As Game of Thrones approaches the launch of its final season, fans are attempting to cope with the fact that seven seasons' worth of set-up will soon culminate in just six episodes of action. With the multi-layered nature of the show’s plot, it’s understandable that even the most dedicated of viewers could use a refresher on everything that’s happened so far - and how those events will prove impactful as the series reaches its conclusion.
The eighth and final season of Game of Thrones begins airing on HBO on April 14, 2019. While the list of living characters has dwindled, there are still more than a dozen major players active in the plot, and each of them will be completing arcs that have spanned across multiple seasons.
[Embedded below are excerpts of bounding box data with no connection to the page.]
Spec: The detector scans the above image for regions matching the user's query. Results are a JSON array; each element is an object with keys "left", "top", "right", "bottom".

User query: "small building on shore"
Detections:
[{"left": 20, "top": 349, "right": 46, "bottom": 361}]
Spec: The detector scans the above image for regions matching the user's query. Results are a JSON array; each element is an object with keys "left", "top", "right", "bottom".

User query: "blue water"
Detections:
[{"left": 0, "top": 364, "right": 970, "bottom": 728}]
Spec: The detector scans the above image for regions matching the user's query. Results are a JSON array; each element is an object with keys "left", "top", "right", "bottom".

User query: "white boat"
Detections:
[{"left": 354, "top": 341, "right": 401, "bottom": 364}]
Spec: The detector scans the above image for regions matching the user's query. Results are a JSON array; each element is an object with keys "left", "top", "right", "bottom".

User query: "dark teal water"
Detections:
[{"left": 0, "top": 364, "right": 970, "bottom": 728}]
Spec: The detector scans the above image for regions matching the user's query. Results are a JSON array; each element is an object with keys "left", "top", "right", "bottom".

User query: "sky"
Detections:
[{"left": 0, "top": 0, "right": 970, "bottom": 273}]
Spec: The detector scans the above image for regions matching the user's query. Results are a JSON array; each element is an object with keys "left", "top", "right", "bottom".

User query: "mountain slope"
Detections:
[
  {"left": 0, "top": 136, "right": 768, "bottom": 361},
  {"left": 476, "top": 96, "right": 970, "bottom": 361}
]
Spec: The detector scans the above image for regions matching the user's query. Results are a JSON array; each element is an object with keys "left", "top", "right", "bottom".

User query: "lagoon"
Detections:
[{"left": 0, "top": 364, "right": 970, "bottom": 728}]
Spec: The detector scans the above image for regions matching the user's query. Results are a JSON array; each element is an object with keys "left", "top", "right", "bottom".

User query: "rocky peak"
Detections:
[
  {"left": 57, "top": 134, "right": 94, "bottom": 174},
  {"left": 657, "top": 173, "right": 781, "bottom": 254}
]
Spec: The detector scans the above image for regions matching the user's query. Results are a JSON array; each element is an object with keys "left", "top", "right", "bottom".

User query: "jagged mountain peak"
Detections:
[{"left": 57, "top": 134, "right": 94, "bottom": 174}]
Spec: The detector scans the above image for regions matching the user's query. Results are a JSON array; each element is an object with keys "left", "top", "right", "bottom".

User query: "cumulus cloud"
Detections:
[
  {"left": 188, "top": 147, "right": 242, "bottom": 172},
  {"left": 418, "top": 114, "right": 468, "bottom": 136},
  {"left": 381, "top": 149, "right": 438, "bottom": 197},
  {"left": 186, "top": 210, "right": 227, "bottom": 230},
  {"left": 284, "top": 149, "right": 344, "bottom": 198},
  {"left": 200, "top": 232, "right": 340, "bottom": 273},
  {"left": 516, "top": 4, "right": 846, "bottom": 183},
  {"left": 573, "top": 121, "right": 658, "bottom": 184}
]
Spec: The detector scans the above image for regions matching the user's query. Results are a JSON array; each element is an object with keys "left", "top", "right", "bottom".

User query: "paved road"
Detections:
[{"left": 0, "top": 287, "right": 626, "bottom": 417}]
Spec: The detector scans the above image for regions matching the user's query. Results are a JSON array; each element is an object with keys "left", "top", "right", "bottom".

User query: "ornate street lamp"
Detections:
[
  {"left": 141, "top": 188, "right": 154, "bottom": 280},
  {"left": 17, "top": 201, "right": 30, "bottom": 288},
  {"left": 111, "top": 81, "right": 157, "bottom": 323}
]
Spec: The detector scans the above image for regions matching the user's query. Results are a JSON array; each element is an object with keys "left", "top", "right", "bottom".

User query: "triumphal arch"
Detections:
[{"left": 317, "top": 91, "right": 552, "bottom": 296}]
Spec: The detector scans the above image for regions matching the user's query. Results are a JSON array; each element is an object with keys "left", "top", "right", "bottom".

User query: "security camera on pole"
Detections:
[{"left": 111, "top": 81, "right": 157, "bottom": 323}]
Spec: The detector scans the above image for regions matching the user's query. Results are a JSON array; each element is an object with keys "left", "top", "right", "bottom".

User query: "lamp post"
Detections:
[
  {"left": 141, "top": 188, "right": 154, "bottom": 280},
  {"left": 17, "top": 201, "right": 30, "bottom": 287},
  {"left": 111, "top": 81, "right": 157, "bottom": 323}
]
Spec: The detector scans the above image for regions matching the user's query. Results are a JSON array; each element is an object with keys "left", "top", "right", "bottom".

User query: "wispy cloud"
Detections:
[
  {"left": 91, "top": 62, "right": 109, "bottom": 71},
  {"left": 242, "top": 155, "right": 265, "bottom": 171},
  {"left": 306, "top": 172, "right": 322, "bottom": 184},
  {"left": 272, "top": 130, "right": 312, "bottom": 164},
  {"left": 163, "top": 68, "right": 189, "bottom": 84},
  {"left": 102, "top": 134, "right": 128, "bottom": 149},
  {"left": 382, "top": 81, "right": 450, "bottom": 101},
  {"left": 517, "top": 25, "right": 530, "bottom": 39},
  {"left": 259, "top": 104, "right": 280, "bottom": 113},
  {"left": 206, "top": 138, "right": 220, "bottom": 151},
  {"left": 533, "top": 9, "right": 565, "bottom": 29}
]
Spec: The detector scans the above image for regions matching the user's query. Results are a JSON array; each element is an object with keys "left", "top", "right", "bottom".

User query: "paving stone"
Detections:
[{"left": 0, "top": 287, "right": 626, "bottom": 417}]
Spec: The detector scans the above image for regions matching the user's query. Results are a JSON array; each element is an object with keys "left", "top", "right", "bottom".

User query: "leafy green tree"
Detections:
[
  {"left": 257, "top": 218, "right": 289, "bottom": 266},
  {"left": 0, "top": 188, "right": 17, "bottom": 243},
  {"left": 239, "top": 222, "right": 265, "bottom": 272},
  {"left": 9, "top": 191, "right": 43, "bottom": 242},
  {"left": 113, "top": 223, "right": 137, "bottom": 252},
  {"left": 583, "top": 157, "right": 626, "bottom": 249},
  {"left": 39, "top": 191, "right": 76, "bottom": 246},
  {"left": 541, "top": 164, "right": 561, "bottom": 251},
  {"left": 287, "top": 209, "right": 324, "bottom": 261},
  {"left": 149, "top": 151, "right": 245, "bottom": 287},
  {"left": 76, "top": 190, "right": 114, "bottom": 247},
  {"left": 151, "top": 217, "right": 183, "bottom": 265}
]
By looking at where these characters began, fans can gain perspective on just how far each of them has come.
After traveling with the Hound for much of Season 4, Arya Stark is offered the opportunity to be rescued by Brienne of Tarth. Rather than accept the protection of yet another strange adult, Arya finally decides to strike out on her own - a path that takes her across the Narrow Sea to Essos.
At the fourth season’s conclusion, Arya leaves the Hound to perish and cashes in on the mysterious Braavosi coin given to her by Jaqen H’ghar. The token buys Arya passage to Braavos and into the House of Black and White, a temple in which she learns the arts of combat and face-changing.
This training proves vital to the formation of Arya as she exists heading into Season 8 - a shapeshifting cutthroat with a heart of stone and a long list of targets.
The early seasons of GoT feature precious few glimpses of the White Walkers, making the overall looming threat of the series all the more mysterious. Season 4 includes one of the earliest glimpses into White Walker culture, and it’s as intriguing as it is terrifying.
Following the chaos at Craster’s Keep, a White Walker is shown carrying Craster’s infant son into the far north of the continent. After being delivered to the Night King, the baby undergoes a process that seems to transform it into a White Walker - the first direct hint of the Others' supernatural origins.
With Season 8 set to center primarily around the conflict between humanity and the White Walkers, it’s important to keep in mind that the frosty foes all began as humans themselves.
The entirety of Season 4's ninth episode is dedicated to the Night’s Watch and their desperate attempt to protect Castle Black from a Wildling onslaught. Jon Snow and his compatriots are ultimately successful, but at a terrible cost: several brothers are lost to the battle, as is Ygritte, Jon’s love.
The grace shown by Snow to his Wildling opponents in the wake of this fight sets the stage for the betrayal of the Night’s Watch mutineers, which in turn leads to Jon’s demise, resurrection, and exit from the Night’s Watch.
His fair treatment of Tormund Giantsbane and the other surviving Wildlings also lays the groundwork for the grand northern alliance which Jon heads leading up to Season 8 - he is not only King in the North but also head of a united front against the White Walkers.
Season 4 sees Bran Stark, the Reed twins, and faithful Hodor journey north of the Wall and directly into some serious trouble. Bran and his compatriots encounter some mutinous members of the Night’s Watch at Craster’s Keep during a turbulent scene that has them almost - but not quite - cross paths with Jon Snow. In the end, Bran keeps his friends safe by “warging” into Hodor and forcing the gentle giant to break a man’s neck.
The warging of another human being represents an important ethical line crossed by Bran, one he first dealt with in Season 3. While the first time could be considered an accident, Season 4 sees Bran purposefully use his power on another person - to say nothing of what he does while controlling Hodor’s body. Though he was acting in self-defense, this action marks the beginning of a more ethically ambiguous Bran, one that doesn’t mind surveying time and space as the Three-Eyed Raven by the time Season 8 rolls around.
Bran eventually uses his warging power to travel into and alter the past, dooming Hodor and his own moral compass in the process.